Orange, with your extraordinarily high HDL, my guess is that you have some protective ABCA1 genes. The two you listed are several of many that influence HDL/apoE lipidation. If you've done 23andMe, click on the ABCA1 gene (in the browse raw data tool) and you'll see all of the various snips at play. Fun rabbit hole to explore each .
One would want to increase lipidation of ApoE4, decrease apoE4 levels (preferentially non-lipidated apoE4), or alter apoE4 so that it could be more lipidated, or less toxic (Wang et al, 2018). I don't think these approaches need to be mutually exclusive either.
The holy grail! I like this, Harrison. If you've figured out a "home brew", let us know. For me, it keeps coming down to peripheral apoE levels because that's something we can actually measure. Do we know anything definitive about the correlation between peripheral and cerebral apoE? I keep coming back to Rasmussen's and Goodenowe's work. Higher levels of plasma APOE are correlated with better cognition. Goodenowe has found that High HDL/low TG is a good proxy. It's telling (to me at least) that this combo is also associated with cardio and neuroprotection. I'd be hesitant to actively work on lowering HDL.
Fiver, congrats on your biomarker improvements! Please share if you'd like. I assume you've seen this paper re. lipoproteins in the brain. The working theory that I see many researchers toss around is that lipophilic statins are more likely to negatively affect brain apoE levels; whereas hydrophilic shouldn't. I don't know that we have any definitive proof.
Brian, please share any updates you have on E-ScapeBio. I continue to hold out hope, but they are years past Dr. Mahley and Huang's projected release.
Also these is a mention of this on promethease, and I've got the G for the middle one...it seems complex
rs2297404, rs2230808, and rs2020927 haplotype (CAC) was more prevalent in the Alzheimer's disease group (0.323 in AD vs. 0.202 in control); while haplotype1 (TGG) was over-represented in the healthy controls (0.595 in control vs. 0.493 in AD) ABCA1 modulates CSF cholesterol levels and influences the age at onset of Alzheimer's disease.
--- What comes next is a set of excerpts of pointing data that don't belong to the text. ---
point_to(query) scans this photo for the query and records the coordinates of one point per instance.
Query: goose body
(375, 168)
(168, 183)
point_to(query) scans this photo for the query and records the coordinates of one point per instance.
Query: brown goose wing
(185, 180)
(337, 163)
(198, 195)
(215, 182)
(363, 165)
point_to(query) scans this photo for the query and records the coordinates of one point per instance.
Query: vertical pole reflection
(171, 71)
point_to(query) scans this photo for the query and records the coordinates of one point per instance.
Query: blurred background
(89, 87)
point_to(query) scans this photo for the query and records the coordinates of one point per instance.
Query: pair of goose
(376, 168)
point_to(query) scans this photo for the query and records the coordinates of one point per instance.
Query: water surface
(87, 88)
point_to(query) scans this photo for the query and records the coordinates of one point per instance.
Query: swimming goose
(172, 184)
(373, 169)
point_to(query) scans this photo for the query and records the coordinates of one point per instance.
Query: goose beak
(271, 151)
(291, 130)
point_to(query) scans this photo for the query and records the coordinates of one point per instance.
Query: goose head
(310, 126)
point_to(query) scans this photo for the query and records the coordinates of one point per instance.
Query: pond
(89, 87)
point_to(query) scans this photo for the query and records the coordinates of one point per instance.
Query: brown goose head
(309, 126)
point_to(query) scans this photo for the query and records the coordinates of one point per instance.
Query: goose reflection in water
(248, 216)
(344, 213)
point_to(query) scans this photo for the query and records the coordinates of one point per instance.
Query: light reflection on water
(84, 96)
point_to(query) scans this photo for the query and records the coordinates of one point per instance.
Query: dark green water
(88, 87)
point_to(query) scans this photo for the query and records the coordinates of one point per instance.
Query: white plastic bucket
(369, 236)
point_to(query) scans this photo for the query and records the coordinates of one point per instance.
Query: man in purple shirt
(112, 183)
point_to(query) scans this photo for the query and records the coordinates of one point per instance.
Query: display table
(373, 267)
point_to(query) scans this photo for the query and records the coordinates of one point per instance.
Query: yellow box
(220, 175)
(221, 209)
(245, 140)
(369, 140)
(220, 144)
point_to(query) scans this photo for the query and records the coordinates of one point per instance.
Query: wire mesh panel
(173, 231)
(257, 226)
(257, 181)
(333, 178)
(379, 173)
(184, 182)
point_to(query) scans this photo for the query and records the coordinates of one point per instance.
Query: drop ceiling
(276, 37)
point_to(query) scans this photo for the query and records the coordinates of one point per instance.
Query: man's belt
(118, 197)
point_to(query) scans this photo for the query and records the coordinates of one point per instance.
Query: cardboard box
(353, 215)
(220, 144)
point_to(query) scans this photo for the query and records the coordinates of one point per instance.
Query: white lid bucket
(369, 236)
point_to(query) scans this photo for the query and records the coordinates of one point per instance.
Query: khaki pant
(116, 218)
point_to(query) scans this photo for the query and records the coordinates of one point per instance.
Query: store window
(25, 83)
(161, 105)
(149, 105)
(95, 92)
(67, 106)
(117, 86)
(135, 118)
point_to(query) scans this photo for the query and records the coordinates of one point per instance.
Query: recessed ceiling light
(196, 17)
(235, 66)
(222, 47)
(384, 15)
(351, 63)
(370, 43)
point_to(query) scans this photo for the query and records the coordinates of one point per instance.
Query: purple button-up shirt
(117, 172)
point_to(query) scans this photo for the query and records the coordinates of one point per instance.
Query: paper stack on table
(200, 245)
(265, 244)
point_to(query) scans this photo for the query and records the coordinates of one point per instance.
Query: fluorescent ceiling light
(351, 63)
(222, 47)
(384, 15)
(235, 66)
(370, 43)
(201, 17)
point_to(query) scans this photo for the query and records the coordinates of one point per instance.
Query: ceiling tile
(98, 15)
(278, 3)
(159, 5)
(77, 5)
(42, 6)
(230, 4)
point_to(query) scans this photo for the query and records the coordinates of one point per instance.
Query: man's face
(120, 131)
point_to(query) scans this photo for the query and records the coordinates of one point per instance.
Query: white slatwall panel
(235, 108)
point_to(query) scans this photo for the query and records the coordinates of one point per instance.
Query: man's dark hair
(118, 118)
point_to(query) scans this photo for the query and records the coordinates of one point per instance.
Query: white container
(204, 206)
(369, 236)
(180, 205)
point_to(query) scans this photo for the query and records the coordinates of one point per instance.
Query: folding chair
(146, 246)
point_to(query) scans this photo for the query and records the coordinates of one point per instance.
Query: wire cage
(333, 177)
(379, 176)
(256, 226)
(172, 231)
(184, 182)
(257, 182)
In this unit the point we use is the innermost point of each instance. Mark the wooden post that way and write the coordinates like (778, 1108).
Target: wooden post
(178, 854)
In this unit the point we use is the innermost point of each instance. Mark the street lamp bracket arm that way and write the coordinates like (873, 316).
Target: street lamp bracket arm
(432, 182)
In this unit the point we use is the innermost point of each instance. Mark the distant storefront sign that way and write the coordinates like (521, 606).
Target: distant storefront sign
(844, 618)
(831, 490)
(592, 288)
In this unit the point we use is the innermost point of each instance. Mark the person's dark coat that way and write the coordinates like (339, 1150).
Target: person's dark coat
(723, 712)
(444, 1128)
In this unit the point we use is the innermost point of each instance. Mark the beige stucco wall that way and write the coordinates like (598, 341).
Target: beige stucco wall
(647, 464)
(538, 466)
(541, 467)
ABCA1 polymorphisms and Alzheimer's disease. Apolipoprotein E levels in cerebrospinal fluid and the effects of ABCA1 polymorphisms.
Thanks everyone. It really helps to be able to talk through all these confusing studies.
I agree with this summary too: One would want to increase lipidation of ApoE4, decrease apoE4 levels (preferentially non-lipidated apoE4), or alter apoE4 so that it could be more lipidated, or less toxic (Wang et al, 2018). I don't think these approaches need to be mutually exclusive either.
I suspect that the E-Scape Bio folks and the PH-001 compounds (and similar) must have not themselves been good drug candidates. And, I assume, they are looking for similar candidates to screen. I found a few papers from other labs suggesting that plant natural products like polyphenols might have a somewhat similar effect, but I was less than convinced.
Julie - I did actually read something yesterday about general circulation and CNS apoe levels "going in opposite directions"....so many papers, I will look for the quote again.
A few asked about my results. I don't have all the papers here. But here is a summary, for what it is worth.
I've had poor lipid numbers for at least ten years - the typical pattern B thing. LDL and TGs always ran borderline high, my HDL started out at 29 about ten years ago, I have a family history of CVD (some at young ages). My cardiologist had me try niacin (1g, then 2g) but numbers barley improved. HDL went "up" to 31 and the particle size pattern improved some. Not very exciting. I was already exercising a lot - running, lifting - mostly as stress relief. I was 6'0" 170-178 lbs during this time. I began having strange symptoms, on and off, that were neurological things - just worrying. I was tested for MS. Ultimately, I was told it was just stress....a very unsatisfying answer....but, sure, I had some stress.
Turns out my vitamin D level was 9!
So I added a vitamin D supplement. Fish oil (2x1g capsules / day). Tumeric 400mg. And I slowly began trying out a pre-ReCODE program in the past few years, as I tried to get my mom on the plan.
In January I had phased in a real ketoflex type diet with 1 hour overnight fasting. I lost ~13 pounds in maybe 4 weeks and it has stayed "lost". I focused on lowering carbs and, as a result, I was probably getting more saturated fats than is ideal. In January I got a large number of labs and consulted a FM doctor.
LDL, TGs, and other "negative" lipid numbers were all up, way up, even compared to my already existing pattern-B. HDL was "up" to the mid-30s.
Tests showed I had a wheat gluten allergy I wasn't aware of. Some indications of inflammation in vessel linings, a high PLA-2. And low levels of some steroid hormones that would have required some sort of replacement therapy. The working hypothesis was a "pregnenolone steal" sort of situation where a stress response was stealing away steroid skeletons for cortisol production, reducing levels of other steroids.
* later I would learn that niacin treatment raises PLA-2 biomarker, making it seem like there is more inflammation than there actually is.....hmmmmm.....
5000 IU of Vitamin D got my levels up to 40, still not where FM doctor (or Dr. Bredesen) would want it.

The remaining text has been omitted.